Moving a catheter laboratory inside an operating theater is no easy matter. While hybrid interventional operating rooms (ORs) carry the promise of increased revenue and patient safety, they also come with a sizable price tag, technical considerations and potential turf battles.
Enthusiasm with a price tag
Proponents for hybrid ORs can be very sure of the necessity of them. "We can't move forward with improved patient care without the hybrid suite," says Wilson Y. Szeto, MD, surgical director for transcatheter cardio-aortic therapies at University of Pennsylvania Medical Center-Penn Presbyterian Medical Center in Philadelphia. Yet, these hybrid models of intervention and surgery collaboration come with a fairly hefty price tag, in the range of seven figures.
"The return on investment is a question mark and no one can guarantee that it will be cost effective for the hospital," says Niv Ad, MD, chief of cardiac surgery at Inova Heart and Vascular Institute in Falls Church, Va.
Despite the cost, pioneers like Inova, Penn Presbyterian and Cincinnati Children's Hospital make a compelling case for the hybrid lab, explaining that the suites are essential for cutting-edge procedures such as transcatheter valve repairs, while boosting throughput and enhancing patient safety.
Procedures, economics, safety
The Heart Institute at Cincinnati Children's Hospital houses one of the U.S.'s only pediatric hybrid labs. The suite is unique from other perspectives as well, says Russel Hirsch, MD, director of the cardiac cath lab. "We are an academic facility and don't have to justify everything on the profit motive," he explains. However, Hirsch and colleagues had to demonstrate that the lab would be income-neutral and that it was necessary for essential procedures. At the same time, the administration insisted that the new suite could not displace bread-and-butter cardiac cath procedures.
When Penn Presbyterian started evaluating a potential hybrid lab in 2006, the planning team homed in on procedures. Percutaneous valve procedures were a major selling point during the planning stage as a hybrid suite makes the process easier. "To convince the administration of the importance of the hybrid lab, we had to demonstrate that it would be fully utilized, which meant designing the room to accommodate coronary procedures and vascular work, and more importantly, conventional open heart operations," recalls William H. Matthai, MD, an interventional cardiologist.

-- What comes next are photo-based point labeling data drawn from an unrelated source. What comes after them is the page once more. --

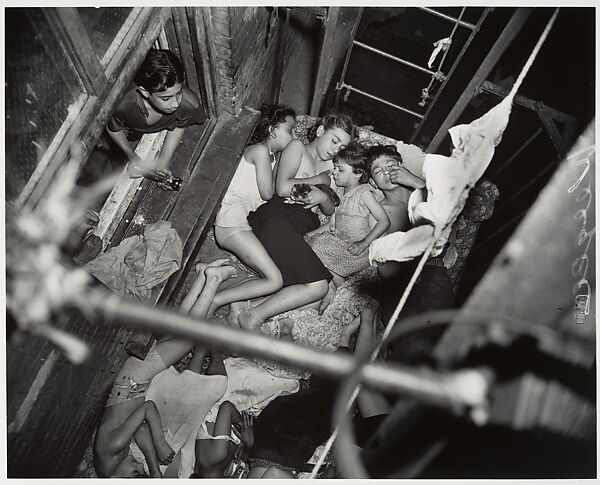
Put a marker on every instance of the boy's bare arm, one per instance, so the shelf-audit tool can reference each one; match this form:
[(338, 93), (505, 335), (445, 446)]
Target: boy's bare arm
[(169, 146), (143, 438), (120, 139), (289, 163)]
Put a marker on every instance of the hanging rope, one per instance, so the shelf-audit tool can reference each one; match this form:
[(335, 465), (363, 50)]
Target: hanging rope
[(424, 258), (438, 75)]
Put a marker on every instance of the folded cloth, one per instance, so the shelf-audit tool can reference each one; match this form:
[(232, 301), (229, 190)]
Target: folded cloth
[(183, 400), (140, 263), (250, 387), (448, 181)]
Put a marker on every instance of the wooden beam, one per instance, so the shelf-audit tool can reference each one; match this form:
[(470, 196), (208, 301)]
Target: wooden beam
[(512, 28), (326, 60), (73, 36), (206, 68), (186, 50), (490, 87), (450, 73), (88, 124), (207, 171), (555, 136)]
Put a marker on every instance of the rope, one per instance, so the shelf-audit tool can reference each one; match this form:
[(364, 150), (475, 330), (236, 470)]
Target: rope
[(386, 333), (433, 78), (424, 258)]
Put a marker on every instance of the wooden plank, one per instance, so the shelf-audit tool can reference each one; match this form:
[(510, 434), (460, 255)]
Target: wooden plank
[(508, 34), (544, 274), (490, 87), (73, 36), (190, 211), (326, 60), (455, 64), (199, 18), (89, 123), (186, 51)]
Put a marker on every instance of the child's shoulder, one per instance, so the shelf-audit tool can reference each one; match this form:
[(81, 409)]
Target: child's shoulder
[(258, 150), (295, 145), (190, 98)]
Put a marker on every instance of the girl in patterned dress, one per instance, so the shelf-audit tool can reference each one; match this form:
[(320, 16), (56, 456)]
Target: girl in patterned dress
[(342, 243)]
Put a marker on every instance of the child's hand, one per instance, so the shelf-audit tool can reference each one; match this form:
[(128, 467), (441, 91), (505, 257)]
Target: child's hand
[(162, 185), (164, 452), (357, 248), (315, 197), (402, 176), (136, 162), (244, 430), (323, 177)]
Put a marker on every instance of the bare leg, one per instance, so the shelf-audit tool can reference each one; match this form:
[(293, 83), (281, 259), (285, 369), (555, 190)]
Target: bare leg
[(328, 298), (246, 246), (214, 277), (370, 403), (173, 349), (348, 331), (213, 453), (143, 438), (288, 298), (197, 360), (196, 288)]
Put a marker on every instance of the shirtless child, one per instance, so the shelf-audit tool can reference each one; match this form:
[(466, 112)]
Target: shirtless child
[(126, 409)]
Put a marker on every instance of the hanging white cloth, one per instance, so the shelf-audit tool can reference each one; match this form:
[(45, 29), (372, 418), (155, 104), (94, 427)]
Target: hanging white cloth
[(440, 45)]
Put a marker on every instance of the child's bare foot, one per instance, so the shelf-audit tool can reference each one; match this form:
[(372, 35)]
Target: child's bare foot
[(249, 319), (286, 325), (218, 274), (348, 331), (201, 267), (328, 298), (164, 452), (235, 308)]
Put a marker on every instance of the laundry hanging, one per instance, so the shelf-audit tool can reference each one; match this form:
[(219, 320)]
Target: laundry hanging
[(474, 146)]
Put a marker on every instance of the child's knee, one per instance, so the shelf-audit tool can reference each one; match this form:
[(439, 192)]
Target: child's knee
[(319, 288), (275, 282)]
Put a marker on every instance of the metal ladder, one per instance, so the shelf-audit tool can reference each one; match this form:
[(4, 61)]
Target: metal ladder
[(437, 76)]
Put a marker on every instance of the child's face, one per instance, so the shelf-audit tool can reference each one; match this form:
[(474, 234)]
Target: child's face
[(330, 142), (283, 133), (343, 175), (380, 174), (166, 101)]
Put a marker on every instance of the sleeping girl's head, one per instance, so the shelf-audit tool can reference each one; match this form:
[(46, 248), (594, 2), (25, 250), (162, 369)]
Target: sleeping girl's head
[(349, 168), (378, 160), (332, 133), (274, 127)]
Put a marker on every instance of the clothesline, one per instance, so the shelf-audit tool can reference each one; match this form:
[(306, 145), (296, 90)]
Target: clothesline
[(426, 254)]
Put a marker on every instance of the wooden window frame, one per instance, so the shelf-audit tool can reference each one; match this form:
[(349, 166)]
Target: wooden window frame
[(104, 80)]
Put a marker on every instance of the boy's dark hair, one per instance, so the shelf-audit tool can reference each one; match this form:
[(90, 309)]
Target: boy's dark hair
[(376, 151), (160, 71), (334, 120), (354, 155), (271, 115)]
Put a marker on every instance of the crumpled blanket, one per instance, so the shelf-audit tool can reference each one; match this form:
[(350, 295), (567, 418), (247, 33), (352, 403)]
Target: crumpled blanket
[(448, 181), (183, 400), (250, 387), (140, 263)]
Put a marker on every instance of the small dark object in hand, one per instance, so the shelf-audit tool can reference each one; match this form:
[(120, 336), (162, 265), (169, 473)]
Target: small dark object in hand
[(163, 179), (300, 191)]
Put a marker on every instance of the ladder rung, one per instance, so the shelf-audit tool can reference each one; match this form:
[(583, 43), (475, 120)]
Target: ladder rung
[(406, 110), (394, 58), (462, 23)]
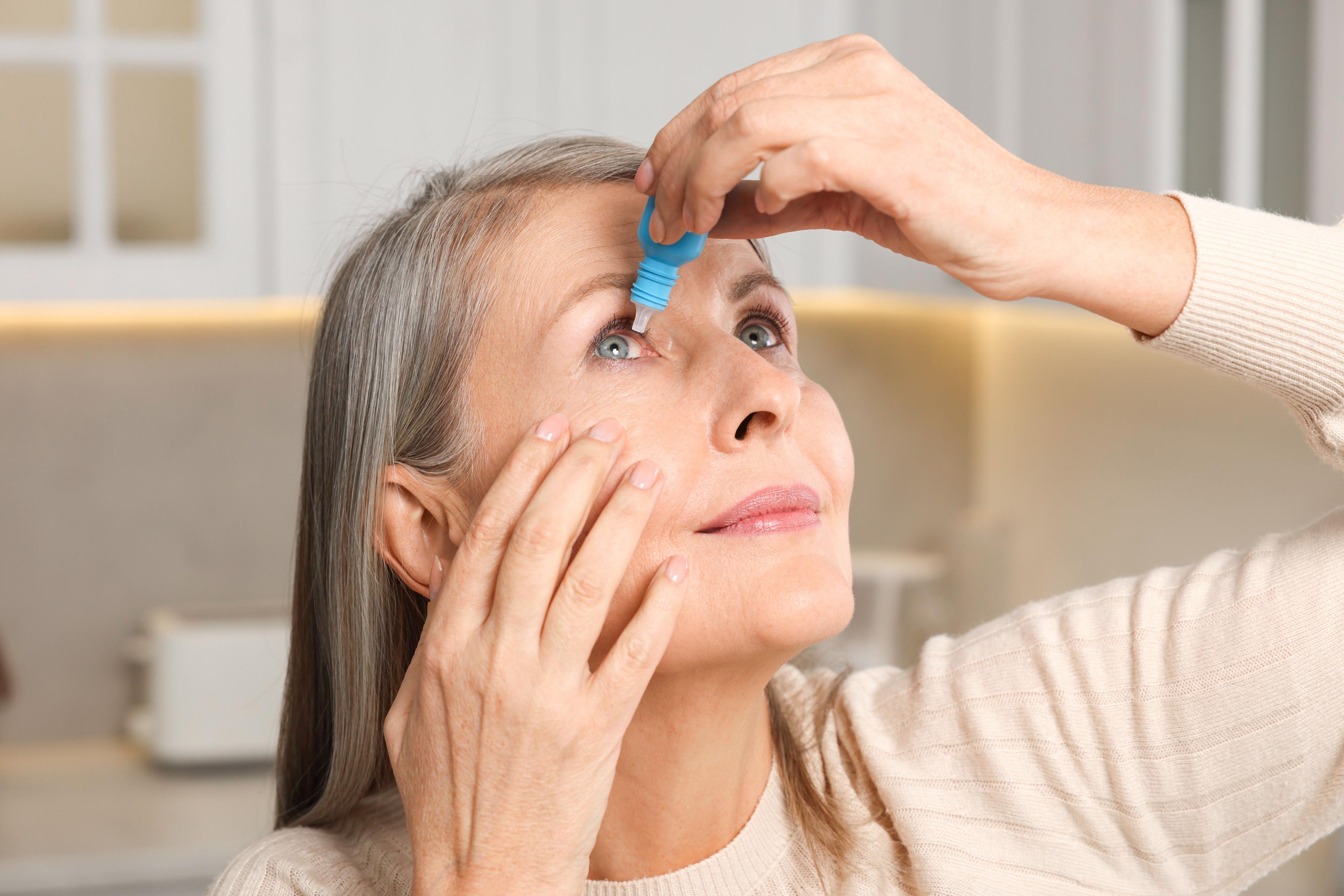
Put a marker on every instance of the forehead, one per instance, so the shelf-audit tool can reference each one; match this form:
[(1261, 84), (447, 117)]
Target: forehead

Today, the Penn Presbyterian hybrid lab is used in hybrid mode about 40 percent of the time, and vascular and surgical procedures round out the case mix. Vascular procedures also complete the procedure list at Inova Heart and Vascular Institute, which uses its hybrid suite for transcatheter valve procedures, revascularization and electrophysiology procedures, including atrial fibrillation and ventricular tachycardia ablations. Although vascular procedures don't require a hybrid suite, they help keep the room busy and can be moved to a standard OR equipped with a C-arm as demand for the hybrid room increases, says Ad.
At Cincinnati Children's, which retrofitted existing spaces into two hybrid rooms in 2007, staff have realized that the hybrid model confers multiple advantages including enhanced patient safety, process improvement and quality control, says Hirsch.
For example, the team has multiple options for a newborn requiring stenting of ductus arteriosus to maintain pulmonary blood flow: a percutaneous procedure, hybrid stent or surgical shunt. With the hybrid lab, the team can plan for the least invasive option. However, if it becomes apparent that the percutaneous procedure is not possible after the patient is in the lab, the team can call the cardiac surgeon to complete the procedure without waking the patient from anesthesia, moving him or her back to the unit and prepping for surgery the next day. "We can assure the family that one way or another the patient will be taken care of that day," says Hirsch.
Cincinnati Children's has employed an open model in the lab. Children with high-risk cardiac lesions or medical issues like severe pulmonary hypertension incur tremendous risks with the induction and reversal of anesthesia at every cardiac catheterization to assess hemodynamic function.